Isthmus of Ignatz

Brick by Brick

Wednesday, February 01, 2006

Jyllands-Posten - this is the spirit of the free world


What is freedom of speech about really? When we talk about the right to 'freedom of speech', what do we mean? Because at office where i sit i dont speak many sentences but I'm okay with everyone making more than their share of verbal cacaph. I only have an objection to waves that cross reasonable decibel threshholds. And when verbal crap has been directed right at me - unreasonable demeaning demands and plain nonsense parading as sense. But religion is a whole other nutgame. And the new inductee has helped show some things. Cos religion is a big topic in her hot-cold sphere. So one day the Muslims are the honorable underdogs and the next theyre gruff goats; Christians are better one day and the next day theyre uptight bigots; Hindus wanton and freespirited by turns. Jews though, remain irrevocably damned. And even if I tried getting itched, nothing happens. Cos my religion is the music I hate this minute which might be what I'll love the same time tommorow. Religion is about personal realisations contradicting and harmonizing uniquely to each, uniquely in time. So when a pope or a swami or mullah issues edicts and people follow, then this is the crime. That institutions have colonized personal realisations, and that people have let them. So if everyones journey is unique, you're going to be seeing the billion emblems of their beliefs all over, and youll inevitably walk over some emblems because theyre lying all over the place, and it shouldnt matter to anyone but the one person whos emblem you stamped on.
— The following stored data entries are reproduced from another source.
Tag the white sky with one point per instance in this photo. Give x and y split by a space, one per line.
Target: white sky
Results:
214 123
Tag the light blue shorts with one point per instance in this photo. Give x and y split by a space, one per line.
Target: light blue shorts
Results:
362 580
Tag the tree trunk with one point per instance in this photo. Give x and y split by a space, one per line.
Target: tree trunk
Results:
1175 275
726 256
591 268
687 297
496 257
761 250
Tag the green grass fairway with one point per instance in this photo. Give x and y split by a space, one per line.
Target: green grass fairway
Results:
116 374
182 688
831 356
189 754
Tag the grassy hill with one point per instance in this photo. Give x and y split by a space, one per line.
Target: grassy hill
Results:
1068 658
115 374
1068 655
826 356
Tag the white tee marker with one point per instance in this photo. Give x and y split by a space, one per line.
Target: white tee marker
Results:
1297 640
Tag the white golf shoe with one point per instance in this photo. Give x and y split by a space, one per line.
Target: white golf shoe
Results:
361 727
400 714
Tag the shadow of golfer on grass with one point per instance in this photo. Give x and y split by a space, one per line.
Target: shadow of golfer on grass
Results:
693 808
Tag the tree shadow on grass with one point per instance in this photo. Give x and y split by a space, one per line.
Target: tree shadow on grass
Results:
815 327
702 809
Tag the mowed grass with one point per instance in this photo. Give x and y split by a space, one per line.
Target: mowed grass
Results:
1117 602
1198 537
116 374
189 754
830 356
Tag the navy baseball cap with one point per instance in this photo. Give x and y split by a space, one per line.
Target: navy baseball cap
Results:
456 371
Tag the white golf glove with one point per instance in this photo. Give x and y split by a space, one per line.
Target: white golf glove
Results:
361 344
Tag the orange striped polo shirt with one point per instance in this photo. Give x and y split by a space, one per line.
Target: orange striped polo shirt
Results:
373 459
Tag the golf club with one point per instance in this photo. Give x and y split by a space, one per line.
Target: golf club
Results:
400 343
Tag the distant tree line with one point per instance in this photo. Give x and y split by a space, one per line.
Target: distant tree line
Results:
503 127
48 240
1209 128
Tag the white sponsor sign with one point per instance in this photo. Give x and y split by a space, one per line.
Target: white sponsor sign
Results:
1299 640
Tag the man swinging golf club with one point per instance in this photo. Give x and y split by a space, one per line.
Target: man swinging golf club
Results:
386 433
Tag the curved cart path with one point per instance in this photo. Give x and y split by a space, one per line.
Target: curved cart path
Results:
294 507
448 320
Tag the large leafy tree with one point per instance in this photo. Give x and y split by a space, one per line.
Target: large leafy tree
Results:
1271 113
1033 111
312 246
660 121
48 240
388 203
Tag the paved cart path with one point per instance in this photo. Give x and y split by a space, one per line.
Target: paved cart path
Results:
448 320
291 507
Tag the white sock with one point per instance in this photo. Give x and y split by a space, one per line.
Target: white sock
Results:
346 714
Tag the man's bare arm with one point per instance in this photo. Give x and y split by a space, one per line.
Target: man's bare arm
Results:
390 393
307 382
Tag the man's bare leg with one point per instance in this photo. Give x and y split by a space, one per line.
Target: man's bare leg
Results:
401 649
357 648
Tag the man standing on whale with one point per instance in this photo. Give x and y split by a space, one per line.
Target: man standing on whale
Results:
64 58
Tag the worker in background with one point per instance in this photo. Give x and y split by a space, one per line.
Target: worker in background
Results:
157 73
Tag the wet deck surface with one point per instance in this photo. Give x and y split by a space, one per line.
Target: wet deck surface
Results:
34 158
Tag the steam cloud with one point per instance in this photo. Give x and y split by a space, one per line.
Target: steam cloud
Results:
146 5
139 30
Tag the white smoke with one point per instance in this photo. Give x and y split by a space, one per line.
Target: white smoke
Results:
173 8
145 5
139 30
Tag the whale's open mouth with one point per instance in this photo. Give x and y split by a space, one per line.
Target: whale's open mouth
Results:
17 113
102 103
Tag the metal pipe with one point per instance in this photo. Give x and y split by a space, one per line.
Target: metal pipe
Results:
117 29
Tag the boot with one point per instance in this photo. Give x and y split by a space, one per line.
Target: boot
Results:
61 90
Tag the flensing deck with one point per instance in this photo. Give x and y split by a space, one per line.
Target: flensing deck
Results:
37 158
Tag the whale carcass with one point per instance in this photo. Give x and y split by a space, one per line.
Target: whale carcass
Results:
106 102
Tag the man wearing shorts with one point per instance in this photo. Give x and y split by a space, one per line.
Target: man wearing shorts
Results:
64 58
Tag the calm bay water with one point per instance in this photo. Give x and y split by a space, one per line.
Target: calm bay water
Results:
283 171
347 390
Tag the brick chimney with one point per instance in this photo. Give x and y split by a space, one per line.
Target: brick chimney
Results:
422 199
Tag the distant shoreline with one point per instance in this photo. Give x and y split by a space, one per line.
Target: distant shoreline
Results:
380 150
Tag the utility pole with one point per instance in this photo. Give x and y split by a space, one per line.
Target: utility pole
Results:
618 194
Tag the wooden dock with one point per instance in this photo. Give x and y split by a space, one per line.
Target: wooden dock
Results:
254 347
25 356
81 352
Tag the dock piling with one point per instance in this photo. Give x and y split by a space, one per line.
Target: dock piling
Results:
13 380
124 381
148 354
In reality just 4 major faiths claim the 'religion' of most of living humanity today. (Thats a lot like the oligopoly in free markets) That's unnatural, but the case.

Now what does it mean that thousands of 'Muslims' in Muslim-dominated nations (and others) are rising in protest at the cartoons, burning the Dutch flag and boycotting Dutch ware? This can be confirmed to be atleast historically regressive. Yes, I did say something about arriving at your own realizations, but holding the mirror of history, we give insights from personal reflections a depth that shows up everything behind us really ahead of us. We can repeat the past or change the future. That would depend on what you thought of past events in the first place. Were 'infamous' instances of state progroms / exclusive propogada / enforced regimens - right or wrong? The idenitifcation of 'rights' comprehensively covered in the UN* Charter of Human Rights, took as many centuries of human existence on this planet as it did; all an accumulation of the relaization of centuries before, orally transmitted and really recorded. Truths for progressive human existence.

I don't really know what to say to the French theologian Sohaib Bencheikh's comment to the incident,"One must find the borders between freedom of expression and freedom to protect the sacred,...unfortunately, the West has lost its sense of the sacred." This first sentence by logical parameters pleads nothing because the 2 freedoms he seeks to have barriers between are not only already 2 distinct freedoms - one natural, the other protectionist/resistant - but are by their very quality, opposed. So what exactly is he pleading? And then of course - what if the West has lost its sense of the sacred? The other thing that shows up how deliberate all religious affrontery-taking is, is that this cartoon was first published in September. More recently, "newspapers across Europe have reprinted caricatures of the Prophet Muhammad to show support for a Danish paper whose cartoons have sparked Muslim outrage...France Soir, Germany's Die Welt, La Stampa in Italy and El Periodico in Spain all carried some of the drawings." I think its important to note that British papers aren't part of this press solidarity. The world press freedom watchdog Reporters without Borders, based in Paris, defended the newspapers - "Freedom of the press also exists for viewpoints that shock the majority of the population," RsF head Robert Menard told France Soir.
I believe in watchdogs for freedom.
I belive watchdogs for offence need to read history in the interests of originality.

1 Comments:

At 12:20 AM, Blogger JP said...

That's what. Sorry, I don't have anything profound or wise to add, I just think that post made sense.